Obituary of James S Kouvel

James S Kouvel was born on May 23, 1926, in Jersey City, New Jersey. Combining his studies with service in the US Naval Reserve in the South Pacific from 1944 to 1946, he earned a bachelor’s degree in engineering and a PhD, both from Yale University, in 1946 and 1951 respectively. He was a research fellow at the University of Leeds in England from 1951 to 1953 where he met his future wife, Audrey Lumsden. Returning to the United States, James and Audrey taught and studied respectively at Harvard (1952- 1956). From 1956 to 1969 James was with the General Electric Research Laboratory in Schenectady, NY. Over the years he spent periods as Visiting Professor at the Universities of Paris and Amsterdam and the Atomic Energy Research Establishment at Harwell, England. He also was a consultant at Argonne National Laboratory (1969-1989).

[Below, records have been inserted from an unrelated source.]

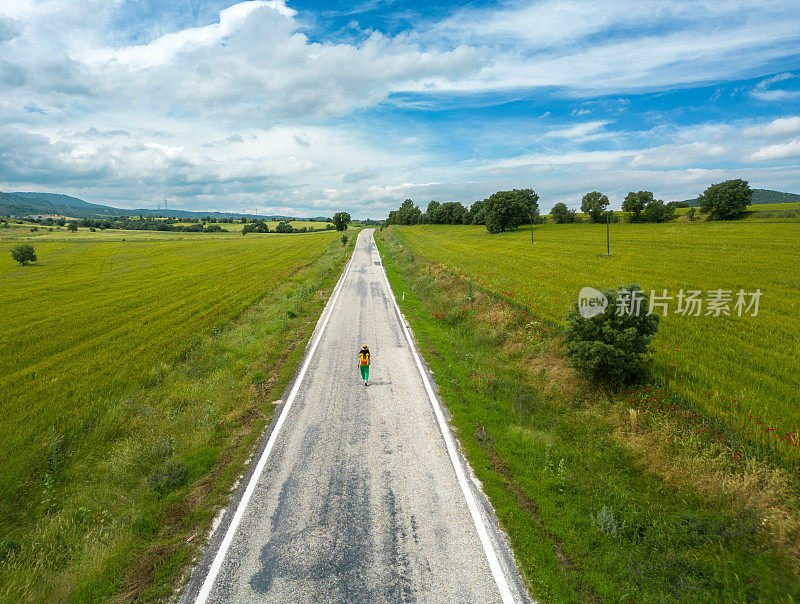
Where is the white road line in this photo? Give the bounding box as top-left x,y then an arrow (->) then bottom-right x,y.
195,233 -> 361,604
380,235 -> 514,604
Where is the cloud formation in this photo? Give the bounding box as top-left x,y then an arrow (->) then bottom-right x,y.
0,0 -> 800,217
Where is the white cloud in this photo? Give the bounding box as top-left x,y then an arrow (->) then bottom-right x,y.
0,0 -> 800,217
744,116 -> 800,137
541,120 -> 613,141
750,73 -> 800,102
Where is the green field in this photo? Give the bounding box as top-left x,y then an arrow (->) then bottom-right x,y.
0,228 -> 345,601
397,222 -> 800,461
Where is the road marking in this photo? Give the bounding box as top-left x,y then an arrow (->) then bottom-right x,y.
380,234 -> 514,604
195,233 -> 361,604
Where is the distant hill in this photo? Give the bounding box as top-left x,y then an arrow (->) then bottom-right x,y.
0,192 -> 308,220
0,193 -> 63,216
684,189 -> 800,208
12,191 -> 97,208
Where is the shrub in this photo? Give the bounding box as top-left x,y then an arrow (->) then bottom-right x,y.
564,283 -> 660,387
11,243 -> 36,265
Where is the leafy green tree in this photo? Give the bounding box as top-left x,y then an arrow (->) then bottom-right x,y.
420,200 -> 441,224
697,178 -> 753,220
564,283 -> 660,387
435,201 -> 469,224
483,189 -> 539,237
386,199 -> 422,224
644,199 -> 675,222
622,191 -> 653,222
333,212 -> 350,231
581,191 -> 608,222
465,200 -> 486,224
11,243 -> 36,266
550,201 -> 575,224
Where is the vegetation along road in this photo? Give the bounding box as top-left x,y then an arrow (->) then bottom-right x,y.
183,231 -> 526,602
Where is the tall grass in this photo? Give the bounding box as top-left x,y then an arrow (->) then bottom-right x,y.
377,227 -> 800,602
0,228 -> 345,601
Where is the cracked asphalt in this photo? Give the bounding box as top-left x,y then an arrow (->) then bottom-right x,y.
181,230 -> 527,602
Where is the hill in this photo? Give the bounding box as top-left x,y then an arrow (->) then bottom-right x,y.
0,192 -> 312,221
683,189 -> 800,208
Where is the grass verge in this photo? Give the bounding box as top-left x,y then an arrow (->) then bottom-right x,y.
376,229 -> 800,602
0,238 -> 355,602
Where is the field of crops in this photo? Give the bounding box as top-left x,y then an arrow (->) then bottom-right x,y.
396,221 -> 800,461
0,228 -> 336,524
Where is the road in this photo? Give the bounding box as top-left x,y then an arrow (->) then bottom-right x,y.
181,230 -> 527,603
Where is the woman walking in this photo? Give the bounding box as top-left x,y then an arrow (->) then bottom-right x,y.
358,344 -> 369,386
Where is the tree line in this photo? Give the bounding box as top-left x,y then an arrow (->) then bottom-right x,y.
384,179 -> 753,233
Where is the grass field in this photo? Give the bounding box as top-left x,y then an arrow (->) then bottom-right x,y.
377,225 -> 800,602
398,222 -> 800,461
0,229 -> 344,601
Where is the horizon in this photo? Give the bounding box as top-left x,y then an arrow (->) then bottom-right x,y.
0,0 -> 800,219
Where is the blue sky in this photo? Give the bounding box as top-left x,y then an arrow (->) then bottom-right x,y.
0,0 -> 800,218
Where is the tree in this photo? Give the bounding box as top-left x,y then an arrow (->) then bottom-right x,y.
697,178 -> 753,220
550,201 -> 573,224
514,189 -> 542,243
333,212 -> 350,231
581,191 -> 608,222
438,201 -> 469,224
11,243 -> 36,266
564,283 -> 661,386
420,200 -> 440,224
483,189 -> 539,237
622,191 -> 653,222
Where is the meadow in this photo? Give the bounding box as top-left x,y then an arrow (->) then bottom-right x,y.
397,221 -> 800,462
376,228 -> 800,602
0,228 -> 346,601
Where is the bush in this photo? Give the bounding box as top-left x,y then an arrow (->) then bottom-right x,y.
564,283 -> 660,387
11,243 -> 36,265
333,212 -> 351,231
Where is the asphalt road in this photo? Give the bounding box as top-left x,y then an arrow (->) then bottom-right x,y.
181,230 -> 527,603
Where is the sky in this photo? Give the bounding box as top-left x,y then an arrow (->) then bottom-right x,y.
0,0 -> 800,218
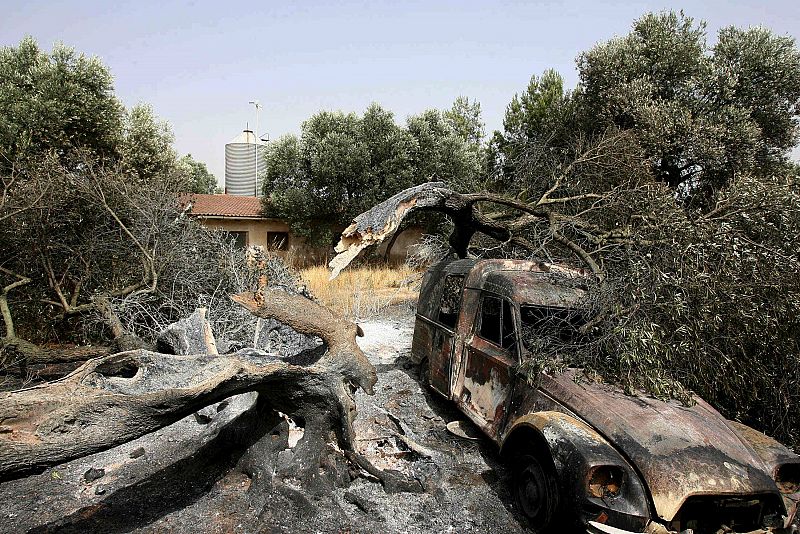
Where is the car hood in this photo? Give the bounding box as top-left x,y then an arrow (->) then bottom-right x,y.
540,370 -> 777,521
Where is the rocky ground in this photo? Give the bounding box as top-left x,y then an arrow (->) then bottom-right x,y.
0,313 -> 526,533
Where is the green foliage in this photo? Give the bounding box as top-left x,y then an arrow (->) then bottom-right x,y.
177,154 -> 222,194
578,12 -> 800,195
482,12 -> 800,446
119,104 -> 177,182
0,37 -> 123,172
264,104 -> 480,245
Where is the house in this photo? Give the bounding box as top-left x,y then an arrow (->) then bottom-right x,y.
180,193 -> 422,263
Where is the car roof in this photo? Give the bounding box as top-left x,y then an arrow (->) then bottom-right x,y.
424,258 -> 587,306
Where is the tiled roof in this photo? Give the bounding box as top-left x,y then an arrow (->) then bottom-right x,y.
180,193 -> 263,218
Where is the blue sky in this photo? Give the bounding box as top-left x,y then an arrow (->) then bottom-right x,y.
0,0 -> 800,181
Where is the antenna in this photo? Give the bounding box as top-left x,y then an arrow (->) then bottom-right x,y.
248,100 -> 262,196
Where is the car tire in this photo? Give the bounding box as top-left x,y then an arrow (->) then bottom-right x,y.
512,453 -> 564,534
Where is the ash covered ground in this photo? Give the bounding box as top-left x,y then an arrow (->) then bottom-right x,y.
0,312 -> 527,533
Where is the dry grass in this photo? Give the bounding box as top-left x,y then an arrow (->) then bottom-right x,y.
300,266 -> 421,318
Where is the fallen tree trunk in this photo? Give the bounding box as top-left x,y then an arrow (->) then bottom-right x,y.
329,182 -> 603,279
0,289 -> 377,480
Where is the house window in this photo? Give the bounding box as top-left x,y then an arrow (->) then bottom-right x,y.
267,232 -> 289,250
223,232 -> 249,248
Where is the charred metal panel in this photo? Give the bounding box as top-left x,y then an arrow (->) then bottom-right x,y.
728,421 -> 800,525
411,316 -> 455,398
508,411 -> 650,530
540,370 -> 778,521
455,336 -> 515,436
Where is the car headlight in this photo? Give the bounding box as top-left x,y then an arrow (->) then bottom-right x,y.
775,463 -> 800,493
586,465 -> 624,499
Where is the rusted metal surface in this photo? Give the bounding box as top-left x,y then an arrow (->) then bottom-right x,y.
413,260 -> 800,532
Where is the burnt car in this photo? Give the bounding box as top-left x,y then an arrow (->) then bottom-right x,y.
412,259 -> 800,534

He was a physicist for General Electric Company’s Research and Development Center from 1955 to 1969 before he joined the physics faculty at the University of Illinois at Chicago. A respected national figure in the study of magnetism, Kouvel won the Guggenheim Fellowship (1967-68), was elected to a fellowship of the American Physical Society in 1962 and to a fellowship of the American Association for the Advancement of Science in 1983. He was a member of the editorial advisory board of the Journal of Magnetism and Magnetic Materials since 1975. He was involved in committees with the National Science Foundation and National Research Council. His more than 154 publications received above 3600 quotations.

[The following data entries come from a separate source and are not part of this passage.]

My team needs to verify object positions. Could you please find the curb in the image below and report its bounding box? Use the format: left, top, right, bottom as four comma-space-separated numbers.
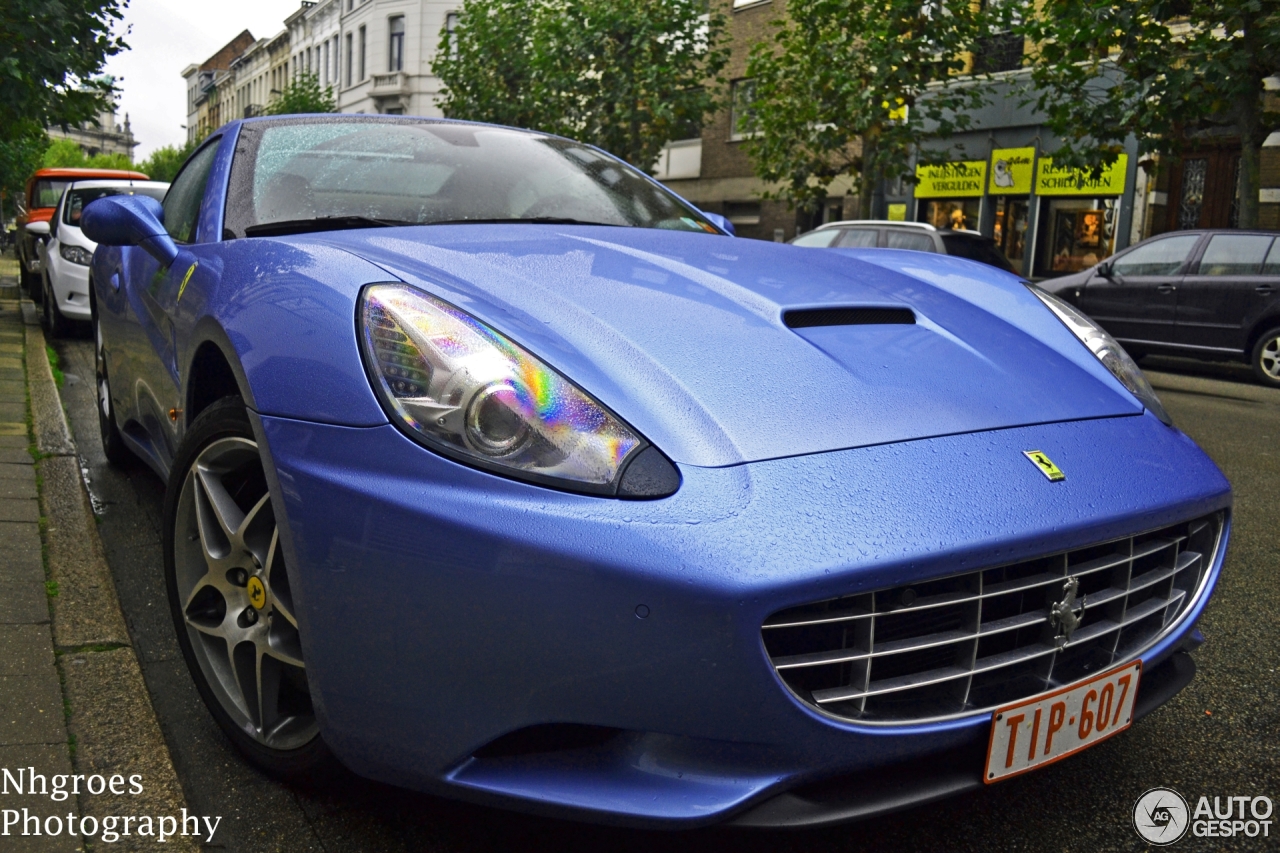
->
22, 302, 200, 850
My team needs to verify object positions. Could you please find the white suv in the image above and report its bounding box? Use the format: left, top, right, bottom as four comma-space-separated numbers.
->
40, 179, 169, 337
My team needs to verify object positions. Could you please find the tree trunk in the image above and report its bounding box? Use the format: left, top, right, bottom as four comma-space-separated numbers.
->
1236, 82, 1267, 228
858, 133, 879, 219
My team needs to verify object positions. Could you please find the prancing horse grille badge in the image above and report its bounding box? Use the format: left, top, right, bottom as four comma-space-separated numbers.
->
1023, 451, 1066, 483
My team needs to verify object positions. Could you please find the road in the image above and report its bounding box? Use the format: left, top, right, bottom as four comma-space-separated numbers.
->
49, 337, 1280, 853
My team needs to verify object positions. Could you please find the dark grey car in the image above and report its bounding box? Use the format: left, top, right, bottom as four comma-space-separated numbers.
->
1041, 231, 1280, 387
791, 219, 1016, 273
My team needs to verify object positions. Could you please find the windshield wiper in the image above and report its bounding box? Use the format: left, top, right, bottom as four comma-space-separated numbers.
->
244, 216, 419, 237
422, 216, 621, 228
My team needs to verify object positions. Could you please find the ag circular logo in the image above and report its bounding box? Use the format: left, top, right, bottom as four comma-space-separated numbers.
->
1133, 788, 1190, 847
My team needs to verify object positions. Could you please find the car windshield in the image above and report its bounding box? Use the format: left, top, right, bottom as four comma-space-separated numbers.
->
31, 178, 70, 209
227, 119, 718, 237
63, 187, 165, 225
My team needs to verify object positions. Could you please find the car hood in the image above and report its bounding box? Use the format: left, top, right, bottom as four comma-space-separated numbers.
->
309, 224, 1142, 466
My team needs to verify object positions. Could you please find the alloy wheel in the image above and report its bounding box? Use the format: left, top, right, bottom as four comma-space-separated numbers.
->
1257, 332, 1280, 383
173, 437, 319, 751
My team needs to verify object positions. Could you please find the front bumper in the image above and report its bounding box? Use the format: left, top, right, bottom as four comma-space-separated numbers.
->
49, 256, 92, 320
257, 415, 1230, 826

Joining the Department of Physics at University of Illinois at Chicago in 1969, he established a sustained and distinguished record of research. Kouvel was one of the first persons to identify exchange anisotropy as being responsible for the very interesting properties of certain transition-metal alloys and compounds. Today, these properties are used extensively in the magnetic recording industry. More significantly, later work on this topic by Gruen and Fert was instrumental for them to receive this year’s Nobel Prize. Another milestone in his career was the discovery of giant magnetic moments in NiCu alloys. Until the time of this discovery the magnetic properties of alloys were understood in terms of the rigid band model, which predicted a spatially uniform magnetization density. Kouvel and his co-workers showed that this is not at all the case. Their neutron scattering results demonstrated that the magnetization density is very non-uniform and concentrated in so-called magnetic clusters or giant magnetic moments. This discovery started a flurry of activities involving many scientists world-wide, and eventually led to a complete change in our understanding of magnetic properties of Alloys. Kouvel also contributed extensively in our understanding of magnetic phase transitions. Together with M. Fisher he developed a novel way of analyzing the critical behavior near a ferromagnetic phase transition. This led to a better understanding of the scaling behavior of the magnetization near the transition. These new presentations are referred to in the literature as Arrot-Kouvel plots. His seminal 1964 paper with M. Fisher, which helped to establish an influential method of analysis of critical phenomena, received more then 400 citations.

Later in his career, Kouvel did significant work on a new class of materials, called Spin Glasses. With his students, he helped to elucidate the complex nature of the magnetic interactions in these materials. He developed a new experimental technique to investigate the anisotropy of the magnetic interaction by rotating the sample in a magnetic field and simultaneously measuring two components of the magnetization vector.

Kouvel’s most recent research was on vortex pinning in superconductors. The classic property of a superconductor below its critical temperature namely, its zero resistance to electric current is operational only if the magnetic filaments (known as vortices) produced by the current are prevented from moving. Hence, the strength with which the vortices are pinned inside the material is an important practical problem. Kouvel’s work led to new insight into the pinning mechanism based unconventional magnetic measurements on superconducting samples as they were rotated slowly in fixed magnetic fields. These rotational experiments have been carried out on the new high-Tc superconducting compounds and uncovered many unusual features of their vortex states.